I think a neighbourhood space is what was originally used to formalise the idea of a neighbourhood. Here every point has a non-empty set of neighbourhoods $\mathcal{N}(x)$, such that
Every $x$ is in every one of its neighbourhoods, or formally: $$\forall x : \forall N \in \mathcal{N}(x): x \in N$$
Neighbourhoods are closed under intersections: $$\forall x \forall N_1, N_2 \in \mathcal{N}(x): N_1 \cap N_2 \in \mathcal{N}(x)$$
Neighbourhoods are closed under enlargements: $$\forall x \forall N \in \mathcal{N}(x): \forall N' \subseteq X: (N \subseteq N') \to N' \in\mathcal{N}(x)$$
Note that 2 and 3 can be reformulated as saying $\mathcal{N}(x)$ is a filter on $X$ and 1 that is refined by the fixed filter on $x$. Also note that we only talk about "neighbourhood of $x$" not just "neighbourhood".

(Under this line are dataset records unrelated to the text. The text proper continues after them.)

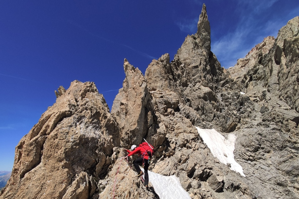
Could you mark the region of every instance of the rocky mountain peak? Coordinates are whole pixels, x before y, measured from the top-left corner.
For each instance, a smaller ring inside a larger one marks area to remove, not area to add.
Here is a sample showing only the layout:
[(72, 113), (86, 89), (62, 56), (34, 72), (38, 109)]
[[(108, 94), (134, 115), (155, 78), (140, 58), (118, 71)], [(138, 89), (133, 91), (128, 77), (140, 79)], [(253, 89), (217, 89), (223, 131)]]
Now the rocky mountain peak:
[(150, 170), (178, 178), (187, 198), (299, 198), (298, 30), (297, 17), (225, 72), (204, 4), (173, 60), (162, 55), (144, 76), (125, 59), (111, 113), (94, 83), (60, 87), (16, 147), (0, 199), (165, 198), (124, 158), (144, 139)]
[(207, 52), (211, 50), (211, 28), (210, 22), (208, 20), (208, 15), (205, 4), (202, 6), (199, 20), (197, 23), (197, 32), (196, 35), (200, 39), (199, 46)]

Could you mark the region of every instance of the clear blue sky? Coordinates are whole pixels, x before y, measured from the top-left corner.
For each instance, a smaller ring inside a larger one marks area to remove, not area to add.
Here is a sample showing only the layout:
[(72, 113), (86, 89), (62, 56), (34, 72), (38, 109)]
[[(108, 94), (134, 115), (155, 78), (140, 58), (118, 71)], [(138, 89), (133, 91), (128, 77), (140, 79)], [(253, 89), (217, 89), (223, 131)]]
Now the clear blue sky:
[(111, 108), (124, 59), (144, 74), (152, 59), (173, 59), (203, 3), (211, 50), (226, 68), (299, 15), (298, 0), (0, 1), (0, 171), (11, 170), (54, 90), (94, 82)]

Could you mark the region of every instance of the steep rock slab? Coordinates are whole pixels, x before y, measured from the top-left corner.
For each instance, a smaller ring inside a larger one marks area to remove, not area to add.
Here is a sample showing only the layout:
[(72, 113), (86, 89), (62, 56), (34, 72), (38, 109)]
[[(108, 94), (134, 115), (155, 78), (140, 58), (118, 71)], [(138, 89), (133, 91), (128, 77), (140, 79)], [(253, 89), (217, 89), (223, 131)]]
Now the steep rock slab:
[(120, 139), (103, 96), (76, 81), (57, 97), (16, 146), (0, 199), (90, 198), (106, 175)]
[(119, 123), (123, 146), (128, 146), (139, 144), (148, 135), (155, 134), (156, 117), (141, 71), (127, 59), (124, 68), (126, 78), (113, 101), (111, 114)]

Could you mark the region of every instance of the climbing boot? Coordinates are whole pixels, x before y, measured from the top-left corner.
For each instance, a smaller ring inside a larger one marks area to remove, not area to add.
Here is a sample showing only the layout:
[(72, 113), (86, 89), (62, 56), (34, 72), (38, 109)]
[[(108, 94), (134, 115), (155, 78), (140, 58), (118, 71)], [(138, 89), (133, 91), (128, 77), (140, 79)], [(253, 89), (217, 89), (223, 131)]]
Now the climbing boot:
[(138, 174), (138, 175), (137, 175), (138, 177), (140, 177), (140, 176), (142, 176), (144, 175), (144, 173), (142, 172), (142, 171), (141, 171), (140, 172), (139, 172), (139, 174)]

This set-up allows one to define interior point: $x$ is an interior point of $A$ iff $A \in \mathcal{N}(x)$ and from this the interior of a set $A$, the closure of $A$ etc., etc. A set is called open if it's its own interior, or $$\forall x \in O: O \in \mathcal{N}(x)$$ and this defines a topology on $X$.
An open set is a neighbourhood of each of its points.
In this topology, being a neighbourhood of $x$ does not mean that that set is always open. E.g. $[-1,1]$ is a neighbourhood of $0$ in the usual topology but not open. If we take the set of all neighbourhoods of all points together (their union) then this is not closed under intersections: $[-1,1] \in \mathcal{N}(0)$, $[1,3] \in \mathcal{N}(2)$ but $\{1\} = [-1,1] \cap [1,3]$ is not a neighbourhood of any point, again in that topology. Open sets are special, because they are neighbourhoods of all its points.
Neighbourhoods in most texts are not assumed to be members of a topology, just that $N$ is a neighbourhood of $x$ if there is some open set $O$ just that $x \in O \subseteq N$. Open sets are neighbourhoods, but not reversely. I talked about why that can be convenient here.